Jaman dulu tinggalah seorang Nenek dan cucunya bernama Mori di pedalaman hutan di bawah puncak gunung. Nenek Mori diberkahi satu kelebihan yaitu memiliki indera keenam yang mampu melihat dan bersahabat dengan makhluk gaib. Masyarakat percaya bahwa Nenek Mori sering berburu dibantu makhluk halus di sebuah gunung yang sebagian penyusunnya adalah bebatuan. Selain itu ia juga memiliki kerbau putih yang diberi tanda di bagian telinganya dan jika peliharaannya itu mendadak berlari seolah ada yang mengejar maka pertanda akan segera turun hujan. Konon Nenek Mori berburu dengan cara melantunkan kidung untuk anoa-anoa yang berkeliaran di hutan sekitar gunung tersebut. Bila ingin memulai perburuannya, Nenek mori melantunkan kidung diatas sebuah batu besar di puncak gunung, suarany yang menggema terpantul dinding gunung dan lembah mengalun seolah mengajak yang kedengaran seperti lantunan kidung persahabatan. Sekawanan anoa pun berdatangan dengan jinak kemudian menghampirinya.
Hari berlalu sang nenek makin renta dan merasa ajalnya sudah hampir menjemput. Ia pun  berpesan pada cucunya si Mori “Dengarkan sebaik-baik pendengaran mu kata-kata ku ini. Apabila engkau datang di dekat batu tempat biasa nenek bernyanyi sekaligus berburu anoa, kamu harus berteriak dan seketika itu pula maka daging-daging anoa pun akan tersedia, ini adalah janji mu untuk ku, bila engkau melanggarnya maka kamu tidak akan mendapatkan apa pun dan sungguh aku akan meninggalkan mu cucu ku”. Mori pun mendengarkan dan berjanji kepada neneknya akan mematuhi pesan sekaligus perintah neneknya itu.
Namun semakin lama Mori semakin diliputi rasa penasaran. Karena merasa aneh dengan sikap neneknya, Mori pun mendatangi batu tempat neneknya bernyanyi serta berburu secara diam-diam dengan harapan dapat bertemu dengan neneknya lagi dan kemudian berteriak memanggil neneknya. Mori yang tidak menepati janjinya mengakibatkan sang nenek benar-benar menghilang. Tempat sang nenek melantunkan kidung pemanggil anoa itulah yang sekarang menjadi salah satu tempat yang terlihat dari Rante Mario yaitu Puncak Nenek Mori.
 
Letak Puncak Rante Mario dan Puncak Nenek Mori terpaut jauh sebenarnya, namun tak apa lah. Itung-itung pulang pergi dengan jalur yang berbeda. Nah, begitu baru yang namanya mendaki Latimojong pake greget.

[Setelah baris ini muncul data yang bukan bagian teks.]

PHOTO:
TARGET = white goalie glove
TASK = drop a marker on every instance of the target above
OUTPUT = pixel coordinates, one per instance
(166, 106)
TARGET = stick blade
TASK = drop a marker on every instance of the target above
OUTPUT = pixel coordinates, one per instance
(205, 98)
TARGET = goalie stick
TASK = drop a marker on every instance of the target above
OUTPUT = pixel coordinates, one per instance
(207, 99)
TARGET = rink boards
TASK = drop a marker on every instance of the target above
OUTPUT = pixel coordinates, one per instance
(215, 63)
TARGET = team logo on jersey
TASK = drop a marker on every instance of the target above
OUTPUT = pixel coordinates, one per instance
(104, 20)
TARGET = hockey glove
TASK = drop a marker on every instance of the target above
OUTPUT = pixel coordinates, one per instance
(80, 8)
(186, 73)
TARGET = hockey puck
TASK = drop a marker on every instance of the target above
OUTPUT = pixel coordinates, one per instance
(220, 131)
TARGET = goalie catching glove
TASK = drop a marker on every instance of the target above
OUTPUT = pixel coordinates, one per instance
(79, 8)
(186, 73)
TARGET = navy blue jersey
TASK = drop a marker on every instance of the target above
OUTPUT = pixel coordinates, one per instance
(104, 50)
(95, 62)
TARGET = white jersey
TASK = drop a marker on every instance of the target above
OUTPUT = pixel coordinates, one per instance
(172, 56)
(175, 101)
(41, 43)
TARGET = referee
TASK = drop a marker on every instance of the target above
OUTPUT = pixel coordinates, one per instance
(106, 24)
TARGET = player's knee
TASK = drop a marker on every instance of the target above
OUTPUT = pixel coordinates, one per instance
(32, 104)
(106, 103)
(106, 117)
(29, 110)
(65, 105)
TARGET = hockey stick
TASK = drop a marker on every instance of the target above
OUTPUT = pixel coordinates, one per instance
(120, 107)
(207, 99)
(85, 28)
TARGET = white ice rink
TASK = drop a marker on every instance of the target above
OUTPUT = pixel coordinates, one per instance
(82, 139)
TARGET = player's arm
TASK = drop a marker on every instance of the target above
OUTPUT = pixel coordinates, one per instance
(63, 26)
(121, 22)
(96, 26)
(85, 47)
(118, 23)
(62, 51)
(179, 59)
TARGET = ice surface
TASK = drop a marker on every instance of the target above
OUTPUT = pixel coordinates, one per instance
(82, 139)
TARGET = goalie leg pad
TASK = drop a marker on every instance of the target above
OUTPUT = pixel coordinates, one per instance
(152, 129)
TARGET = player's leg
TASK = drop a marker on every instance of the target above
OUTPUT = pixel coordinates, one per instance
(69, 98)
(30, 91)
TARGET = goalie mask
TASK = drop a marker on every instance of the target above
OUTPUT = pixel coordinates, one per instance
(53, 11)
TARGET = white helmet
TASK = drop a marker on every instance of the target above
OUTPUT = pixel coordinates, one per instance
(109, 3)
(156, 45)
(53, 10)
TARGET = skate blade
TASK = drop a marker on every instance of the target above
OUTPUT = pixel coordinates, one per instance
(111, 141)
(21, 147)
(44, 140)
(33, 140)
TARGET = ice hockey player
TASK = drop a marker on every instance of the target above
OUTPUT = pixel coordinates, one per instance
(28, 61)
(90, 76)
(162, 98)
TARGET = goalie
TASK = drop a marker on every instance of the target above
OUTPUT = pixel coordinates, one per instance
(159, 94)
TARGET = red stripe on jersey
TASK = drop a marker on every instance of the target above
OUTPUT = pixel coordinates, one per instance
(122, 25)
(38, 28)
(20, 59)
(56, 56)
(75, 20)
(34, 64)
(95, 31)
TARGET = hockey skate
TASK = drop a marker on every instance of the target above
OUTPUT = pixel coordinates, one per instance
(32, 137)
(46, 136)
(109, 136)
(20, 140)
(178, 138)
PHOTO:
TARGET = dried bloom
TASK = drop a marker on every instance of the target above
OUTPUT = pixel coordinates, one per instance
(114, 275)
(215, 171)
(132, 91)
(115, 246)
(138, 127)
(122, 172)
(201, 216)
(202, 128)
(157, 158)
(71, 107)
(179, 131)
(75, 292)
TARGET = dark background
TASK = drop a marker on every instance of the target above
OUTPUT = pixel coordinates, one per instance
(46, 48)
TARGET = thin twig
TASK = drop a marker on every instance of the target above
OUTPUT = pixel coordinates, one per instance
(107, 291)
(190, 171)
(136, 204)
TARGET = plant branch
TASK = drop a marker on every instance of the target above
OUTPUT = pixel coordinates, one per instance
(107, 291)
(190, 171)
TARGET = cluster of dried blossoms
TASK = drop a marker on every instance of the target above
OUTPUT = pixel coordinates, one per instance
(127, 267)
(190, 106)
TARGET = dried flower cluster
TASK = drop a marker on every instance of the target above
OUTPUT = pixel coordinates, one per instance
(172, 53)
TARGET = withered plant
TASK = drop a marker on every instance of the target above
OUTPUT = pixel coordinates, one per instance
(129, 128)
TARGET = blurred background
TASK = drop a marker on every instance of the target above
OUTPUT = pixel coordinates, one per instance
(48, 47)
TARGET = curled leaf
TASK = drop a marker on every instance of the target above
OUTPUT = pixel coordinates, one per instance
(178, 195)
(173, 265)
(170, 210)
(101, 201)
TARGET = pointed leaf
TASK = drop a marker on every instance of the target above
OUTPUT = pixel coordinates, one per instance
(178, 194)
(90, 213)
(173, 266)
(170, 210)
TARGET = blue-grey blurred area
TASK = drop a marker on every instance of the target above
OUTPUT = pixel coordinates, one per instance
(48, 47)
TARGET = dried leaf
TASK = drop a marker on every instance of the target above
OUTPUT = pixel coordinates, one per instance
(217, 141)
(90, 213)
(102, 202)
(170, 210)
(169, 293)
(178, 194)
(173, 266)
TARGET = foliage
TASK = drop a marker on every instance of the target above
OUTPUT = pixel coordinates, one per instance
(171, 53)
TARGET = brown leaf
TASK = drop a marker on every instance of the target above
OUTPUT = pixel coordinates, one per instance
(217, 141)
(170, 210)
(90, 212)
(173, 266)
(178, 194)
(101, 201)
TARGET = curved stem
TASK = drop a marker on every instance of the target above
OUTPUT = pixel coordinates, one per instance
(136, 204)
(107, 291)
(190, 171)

bisa dilihat pada peta jarak Buntu Nenek Mori dan Buntu Rante Mario, lumayan juga...

Sejenak saja kami singgah di Pos 1, ngisi perut sedikit sambil berintrospeksi terhadap jalur yang kami lewati. Kak Samin yang membawa print out catper dari salah satu blog pendaki, berusaha mencocokkan Pos 1 yang tertera di catper dan Pos 1 yang ada di hadapan kami. Hmmm, dari deskripsinya sih gak terlalu berbeda, tapi di Pos 1 yang di catper tidak disebutkan keberadaan rumah panggung di area pos. Padahal jelas-jelas Pos 1 dimana kami berada saat itu ada sebuah rumah panggung yang difungsikan sebagai shelter penduduk yang berladang mau pun pendaki.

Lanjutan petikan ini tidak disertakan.